Two gonadotropin-releasing hormone receptor subtypes with distinct ligand selectivity and differential distribution in brain and pituitary in the goldfish (Carassius auratus)

In the goldfish (Carassius auratus) the two endogenous forms of gonadotropin-releasing hormone (GnRH), namely chicken GnRH II ([His5,Trp7,Tyr8]GnRH) and salmon GnRH ([Trp7,Leu8]GnRH), stimulate the release of both gonadotropins and growth hormone from the pituitary.
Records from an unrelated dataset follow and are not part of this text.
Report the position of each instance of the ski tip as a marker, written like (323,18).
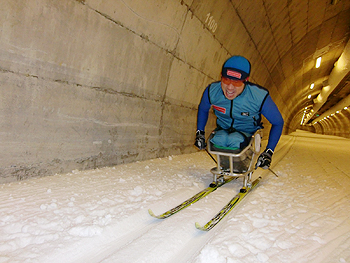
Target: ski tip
(151,213)
(198,226)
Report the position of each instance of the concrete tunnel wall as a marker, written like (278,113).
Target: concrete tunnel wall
(87,84)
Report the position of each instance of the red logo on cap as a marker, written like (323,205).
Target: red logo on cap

This control is thought to occur by means of the stimulation of distinct GnRH receptors. These receptors can be distinguished on the basis of differential gonadotropin and growth hormone releasing activities of naturally occurring GnRHs and GnRHs with variant amino acids in position 8. We have cloned the cDNAs of two GnRH receptors, GfA and GfB, from goldfish brain and pituitary. Although the receptors share 71% identity, there are marked differences in their ligand selectivity. Both receptors are expressed in the pituitary but are differentially expressed in the brain, ovary, and liver. Thus we have found and cloned two full-length cDNAs that appear to correspond to different forms of GnRH receptor, with distinct pharmacological characteristics and tissue distribution, in a single species.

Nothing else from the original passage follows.